Ranbir Kapoor’s comeback to the big screen, Shamshera, in a sense is a tale of two worlds. The first – of trust, and betrayal, while the second is of belief, vengeance and redemption. However, it is Sanjay Dutt as the crafty, menacing and heartless Darogah Shuddh Singh, who steals the show.
The Kapoor clan scion made a comeback to the big screen after almost a five-year hiatus with Yash Raj Films’ Shamshera. Expectations were high (it IS touted to be one of the more expensive Hindi films ever made), but does YRF
, who has been delivering a string of misses – deliver? And more importantly, does the doe-eyed hero of Hindi cinema make his presence felt?

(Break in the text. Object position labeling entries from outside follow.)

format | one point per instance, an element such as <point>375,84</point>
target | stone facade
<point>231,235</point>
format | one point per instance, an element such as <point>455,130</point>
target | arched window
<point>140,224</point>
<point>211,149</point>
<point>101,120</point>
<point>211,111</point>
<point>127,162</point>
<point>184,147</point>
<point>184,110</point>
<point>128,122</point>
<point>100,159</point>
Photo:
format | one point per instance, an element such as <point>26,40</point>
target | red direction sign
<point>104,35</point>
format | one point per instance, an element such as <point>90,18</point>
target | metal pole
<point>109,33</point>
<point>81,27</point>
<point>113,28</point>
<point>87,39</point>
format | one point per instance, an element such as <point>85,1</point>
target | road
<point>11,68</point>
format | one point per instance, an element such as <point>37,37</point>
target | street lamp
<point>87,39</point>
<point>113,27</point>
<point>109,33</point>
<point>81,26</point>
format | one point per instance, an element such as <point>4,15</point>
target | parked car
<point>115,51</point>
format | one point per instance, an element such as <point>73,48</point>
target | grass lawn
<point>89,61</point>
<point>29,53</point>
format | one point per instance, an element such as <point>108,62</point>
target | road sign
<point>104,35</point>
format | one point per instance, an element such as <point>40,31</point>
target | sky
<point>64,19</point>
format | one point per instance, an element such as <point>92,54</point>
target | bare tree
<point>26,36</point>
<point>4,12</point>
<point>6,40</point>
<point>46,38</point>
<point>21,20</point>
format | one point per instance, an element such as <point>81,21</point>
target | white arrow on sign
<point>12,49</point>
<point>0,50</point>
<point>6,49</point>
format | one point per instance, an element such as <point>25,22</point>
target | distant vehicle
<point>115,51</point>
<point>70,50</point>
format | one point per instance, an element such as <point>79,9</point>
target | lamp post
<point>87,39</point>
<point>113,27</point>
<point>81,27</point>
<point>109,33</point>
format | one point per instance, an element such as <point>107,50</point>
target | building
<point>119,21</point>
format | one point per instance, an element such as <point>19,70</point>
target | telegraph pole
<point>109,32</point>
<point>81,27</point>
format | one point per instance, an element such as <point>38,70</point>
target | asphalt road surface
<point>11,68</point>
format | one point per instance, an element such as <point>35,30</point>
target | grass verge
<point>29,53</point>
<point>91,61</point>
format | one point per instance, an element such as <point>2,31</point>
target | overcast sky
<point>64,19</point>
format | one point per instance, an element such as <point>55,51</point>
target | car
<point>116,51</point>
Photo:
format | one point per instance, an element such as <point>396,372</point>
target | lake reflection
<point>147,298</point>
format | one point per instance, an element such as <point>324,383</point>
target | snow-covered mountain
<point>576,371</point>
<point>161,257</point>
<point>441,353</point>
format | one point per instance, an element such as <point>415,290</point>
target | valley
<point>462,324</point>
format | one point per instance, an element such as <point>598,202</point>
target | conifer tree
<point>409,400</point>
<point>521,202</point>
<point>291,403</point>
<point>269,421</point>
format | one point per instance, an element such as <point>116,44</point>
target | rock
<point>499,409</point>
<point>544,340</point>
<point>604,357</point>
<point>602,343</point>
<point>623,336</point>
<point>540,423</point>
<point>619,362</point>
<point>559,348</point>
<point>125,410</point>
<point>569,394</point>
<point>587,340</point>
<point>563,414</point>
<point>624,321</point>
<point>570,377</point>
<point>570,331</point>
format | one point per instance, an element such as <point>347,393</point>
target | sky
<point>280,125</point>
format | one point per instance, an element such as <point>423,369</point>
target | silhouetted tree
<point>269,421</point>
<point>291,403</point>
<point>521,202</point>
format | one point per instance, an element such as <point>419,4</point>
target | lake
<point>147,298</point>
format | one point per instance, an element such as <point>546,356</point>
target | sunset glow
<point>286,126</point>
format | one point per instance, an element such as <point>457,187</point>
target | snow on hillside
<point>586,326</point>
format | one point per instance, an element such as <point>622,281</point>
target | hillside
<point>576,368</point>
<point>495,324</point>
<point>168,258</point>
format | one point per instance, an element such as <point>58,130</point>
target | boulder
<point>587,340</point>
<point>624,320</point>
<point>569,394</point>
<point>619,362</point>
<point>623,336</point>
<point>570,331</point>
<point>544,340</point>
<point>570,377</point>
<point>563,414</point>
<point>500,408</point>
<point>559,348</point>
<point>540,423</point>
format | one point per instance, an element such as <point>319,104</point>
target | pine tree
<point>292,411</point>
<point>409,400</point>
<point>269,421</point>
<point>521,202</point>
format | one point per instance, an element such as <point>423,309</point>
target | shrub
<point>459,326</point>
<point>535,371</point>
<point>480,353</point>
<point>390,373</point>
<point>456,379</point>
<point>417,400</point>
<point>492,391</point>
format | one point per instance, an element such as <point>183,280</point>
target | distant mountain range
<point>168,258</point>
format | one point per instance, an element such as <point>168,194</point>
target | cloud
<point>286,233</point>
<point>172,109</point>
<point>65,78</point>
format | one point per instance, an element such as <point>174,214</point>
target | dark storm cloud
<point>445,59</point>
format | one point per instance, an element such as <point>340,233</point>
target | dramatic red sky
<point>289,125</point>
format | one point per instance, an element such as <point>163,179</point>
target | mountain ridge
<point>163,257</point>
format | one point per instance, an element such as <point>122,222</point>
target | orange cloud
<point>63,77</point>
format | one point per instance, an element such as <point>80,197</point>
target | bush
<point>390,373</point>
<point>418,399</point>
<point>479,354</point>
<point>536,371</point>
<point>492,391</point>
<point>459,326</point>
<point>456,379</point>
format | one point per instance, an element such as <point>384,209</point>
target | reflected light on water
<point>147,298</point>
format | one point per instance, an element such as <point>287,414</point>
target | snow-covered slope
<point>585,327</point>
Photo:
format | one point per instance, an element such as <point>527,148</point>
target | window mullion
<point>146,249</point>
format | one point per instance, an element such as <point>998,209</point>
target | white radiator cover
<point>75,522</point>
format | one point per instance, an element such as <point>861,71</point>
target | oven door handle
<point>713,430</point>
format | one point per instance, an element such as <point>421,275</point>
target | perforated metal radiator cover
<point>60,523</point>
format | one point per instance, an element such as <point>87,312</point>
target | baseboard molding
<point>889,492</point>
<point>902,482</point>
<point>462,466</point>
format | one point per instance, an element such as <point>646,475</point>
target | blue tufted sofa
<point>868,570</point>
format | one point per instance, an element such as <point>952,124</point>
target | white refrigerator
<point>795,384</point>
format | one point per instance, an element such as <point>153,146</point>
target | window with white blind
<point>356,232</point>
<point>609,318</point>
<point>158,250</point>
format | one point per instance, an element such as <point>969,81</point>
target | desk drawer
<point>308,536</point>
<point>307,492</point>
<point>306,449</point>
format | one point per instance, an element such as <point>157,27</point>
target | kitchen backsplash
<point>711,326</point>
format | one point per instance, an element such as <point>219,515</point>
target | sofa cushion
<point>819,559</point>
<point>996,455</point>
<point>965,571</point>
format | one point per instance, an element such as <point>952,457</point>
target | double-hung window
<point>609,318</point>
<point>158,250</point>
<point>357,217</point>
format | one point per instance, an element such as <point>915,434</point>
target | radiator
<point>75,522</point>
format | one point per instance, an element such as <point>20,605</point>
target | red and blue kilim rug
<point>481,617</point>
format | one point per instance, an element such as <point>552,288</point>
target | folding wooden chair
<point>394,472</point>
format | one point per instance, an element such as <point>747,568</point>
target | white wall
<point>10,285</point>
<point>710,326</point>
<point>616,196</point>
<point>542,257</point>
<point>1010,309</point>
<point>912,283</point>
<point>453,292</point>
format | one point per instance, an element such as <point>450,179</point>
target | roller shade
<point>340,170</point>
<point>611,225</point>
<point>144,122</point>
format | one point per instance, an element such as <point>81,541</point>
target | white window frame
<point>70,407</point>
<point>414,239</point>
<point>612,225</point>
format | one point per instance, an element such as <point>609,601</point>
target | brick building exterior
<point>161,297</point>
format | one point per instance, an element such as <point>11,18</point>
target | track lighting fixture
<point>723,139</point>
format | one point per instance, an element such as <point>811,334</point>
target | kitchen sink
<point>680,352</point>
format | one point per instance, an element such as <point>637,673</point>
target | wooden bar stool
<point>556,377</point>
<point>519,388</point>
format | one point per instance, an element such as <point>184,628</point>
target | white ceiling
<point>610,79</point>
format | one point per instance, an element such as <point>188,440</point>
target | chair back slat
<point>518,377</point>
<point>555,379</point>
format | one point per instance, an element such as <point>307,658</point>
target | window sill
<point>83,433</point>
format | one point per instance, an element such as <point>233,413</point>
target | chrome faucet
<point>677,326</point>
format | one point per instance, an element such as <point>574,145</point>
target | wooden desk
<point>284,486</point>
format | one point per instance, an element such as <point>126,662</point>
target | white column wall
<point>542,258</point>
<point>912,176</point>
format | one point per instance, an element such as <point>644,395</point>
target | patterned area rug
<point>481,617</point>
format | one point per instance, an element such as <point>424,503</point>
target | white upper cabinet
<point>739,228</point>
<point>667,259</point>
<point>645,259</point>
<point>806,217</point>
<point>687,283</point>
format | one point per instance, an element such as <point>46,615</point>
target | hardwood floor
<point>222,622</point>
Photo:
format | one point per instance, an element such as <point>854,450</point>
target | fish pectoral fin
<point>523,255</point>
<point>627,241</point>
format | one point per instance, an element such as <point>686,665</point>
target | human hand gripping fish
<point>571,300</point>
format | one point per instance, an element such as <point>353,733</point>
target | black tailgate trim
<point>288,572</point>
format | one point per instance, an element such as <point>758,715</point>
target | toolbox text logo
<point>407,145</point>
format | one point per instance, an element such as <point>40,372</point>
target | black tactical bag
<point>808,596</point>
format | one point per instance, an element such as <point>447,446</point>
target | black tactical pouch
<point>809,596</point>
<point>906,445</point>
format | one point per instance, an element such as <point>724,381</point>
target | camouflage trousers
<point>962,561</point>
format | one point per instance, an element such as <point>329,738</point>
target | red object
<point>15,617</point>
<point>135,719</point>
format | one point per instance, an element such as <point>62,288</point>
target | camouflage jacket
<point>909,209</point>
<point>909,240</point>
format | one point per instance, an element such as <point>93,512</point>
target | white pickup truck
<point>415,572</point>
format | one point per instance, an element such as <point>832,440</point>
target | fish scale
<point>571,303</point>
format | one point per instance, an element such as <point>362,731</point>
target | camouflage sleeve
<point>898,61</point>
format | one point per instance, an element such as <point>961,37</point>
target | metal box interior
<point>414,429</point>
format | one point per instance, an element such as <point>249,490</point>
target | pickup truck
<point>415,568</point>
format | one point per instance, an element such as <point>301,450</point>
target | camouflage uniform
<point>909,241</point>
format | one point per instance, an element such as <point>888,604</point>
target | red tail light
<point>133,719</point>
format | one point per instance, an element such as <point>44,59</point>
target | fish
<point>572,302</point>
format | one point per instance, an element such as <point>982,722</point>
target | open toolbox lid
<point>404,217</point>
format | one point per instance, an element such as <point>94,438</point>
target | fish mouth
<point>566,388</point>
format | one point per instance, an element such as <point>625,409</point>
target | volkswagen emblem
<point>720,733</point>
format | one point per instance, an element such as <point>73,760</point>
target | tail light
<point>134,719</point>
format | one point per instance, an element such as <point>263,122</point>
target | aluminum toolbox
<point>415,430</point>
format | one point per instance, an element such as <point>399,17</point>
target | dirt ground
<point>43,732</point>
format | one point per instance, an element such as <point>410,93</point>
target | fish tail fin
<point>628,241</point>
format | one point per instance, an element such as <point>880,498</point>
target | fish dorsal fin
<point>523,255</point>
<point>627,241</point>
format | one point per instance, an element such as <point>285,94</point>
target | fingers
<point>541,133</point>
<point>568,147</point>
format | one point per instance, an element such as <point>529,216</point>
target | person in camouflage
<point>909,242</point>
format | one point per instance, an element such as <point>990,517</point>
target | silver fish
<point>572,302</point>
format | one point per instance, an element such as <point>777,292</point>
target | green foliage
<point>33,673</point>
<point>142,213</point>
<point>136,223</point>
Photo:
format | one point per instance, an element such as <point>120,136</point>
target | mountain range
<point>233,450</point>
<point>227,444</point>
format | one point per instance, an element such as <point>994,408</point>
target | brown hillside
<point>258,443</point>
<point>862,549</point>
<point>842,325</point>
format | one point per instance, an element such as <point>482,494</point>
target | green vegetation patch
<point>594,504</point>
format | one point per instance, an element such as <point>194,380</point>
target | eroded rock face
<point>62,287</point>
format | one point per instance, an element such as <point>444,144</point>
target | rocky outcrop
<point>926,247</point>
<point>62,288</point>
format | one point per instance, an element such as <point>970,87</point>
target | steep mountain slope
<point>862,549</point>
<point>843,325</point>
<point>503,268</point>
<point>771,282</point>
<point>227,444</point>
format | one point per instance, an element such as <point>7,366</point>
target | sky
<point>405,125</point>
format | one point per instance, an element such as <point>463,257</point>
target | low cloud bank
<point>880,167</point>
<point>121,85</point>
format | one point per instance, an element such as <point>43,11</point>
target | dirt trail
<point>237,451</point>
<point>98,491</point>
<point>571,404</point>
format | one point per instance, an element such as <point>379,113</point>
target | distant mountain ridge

Shamshera, in a sense is a tale of two worlds. The first – of trust, and betrayal, while the second is of belief, vengeance and redemption. Set in a fictive India of the British Raj, both tales are headlined by Ranbir Kapoor
. Shamshera is the leader of a once illustrious warrior clan reduced to plundering and dacoity during the Mughal era. A terror for the upper castes, they are deceived by the British army and enslaved in an impenetrable fortress, thanks to a turncoat and evil Darogah Shuddh Singh (Sanjay Dutt
). In an attempt to find freedom for his clan, Shamshera transgresses and is killed – branded a ‘bhagora’ by his pregnant wife.
Cut to two decades and a half later, the bhagora’s son is all grown up. Baali, a happy go lucky youth, aspires to be an officer in the same army that killed his father while still shackled to slavery. A twist of fate and some evil conniving later (oh! And romancing Vaani Kapoor
‘s Sona too), and Baali becomes a messiah, touted Shamshera, who, along with his band of merry men will leave no stones unturned to free his people from the hands of the Raj and the Darogah. What happens next you ask, well it is for you to find out, isn’t it?
Gist aside, this humble reviewer had some trepidation regarding YRF’s latest offing. Let’s be honest, Aditya Chopra’s production house has not been maintaining the best track record of late (Jayeshbhai Jordaar, Samrat Prithviraj to name a few). But with Shamshera they could finally have made some headway. Director Karan Malhotra has brought in a racy narrative (akin to a very popular Kannada cinema of recent times) that seems to be the flavour of the season. There is history, music, plot twists, a crown-theft and a narrative that is massy and intriguing.
And Ranbir Singh, in his foray back to the big screen, delivers. There is an ease and fluidity that Ranbir brings to his characters that was missing on the big screen in all the time that he stayed away. And it is refreshing. Be it Shamshera romancing the much-elder Iravati Harshe, or playing her son Baali a few scenes later, Ranbir takes on both mantles effortlessly. Here is an actor, who knows his craft. Vaani Kapoor, who wowed everyone with her act in Chandigarh Kare Aashiqui, could have been given a role with a bit more depth (We know she can deliver), but makes use of whatever chance she gets. Her chemistry with Ranbir is adorable, but her character lacks a definitive arc. However, if I am asked to single handedly pick an actor who steals the show, it has to be Sanjay Dutt as the crafty, menacing and heartless Darogah Shuddh Singh.
Sanjay Dutt has just matured like fine wine with age and brings about a spectacular act onscreen. The actor proves once again why he has survived in this industry for so long, at times taking away the focus from our hero, delivering a solid power-packed performance that will be remembered for years to come. Be it KGF: Chapter 2 or Shamshera, Sanjay Dutt bests being a baddie in both. Ranbir Kapoor and Sanjay Dutt prove to be the soul of this cinematic extravaganza by a mile.
Iravati Harshe, Ronit Roy, Saurabh Shukla, though pivotal to the plot development do not have much to offer.
What falters, however, are more technicalities. Could there have been a crisper editing? Yes. Could the VFX have been better? Yes. Could we have done away with a few song and dance sequence? A definitive yes. But having said all of that, this revenge drama set in the 1800s does succeed in making Ranbir Kapoor relevant once again, and gives YRF that much-needed shove in the right direction. But watch the movie for Sanjay Dutt. You will not be disappointed.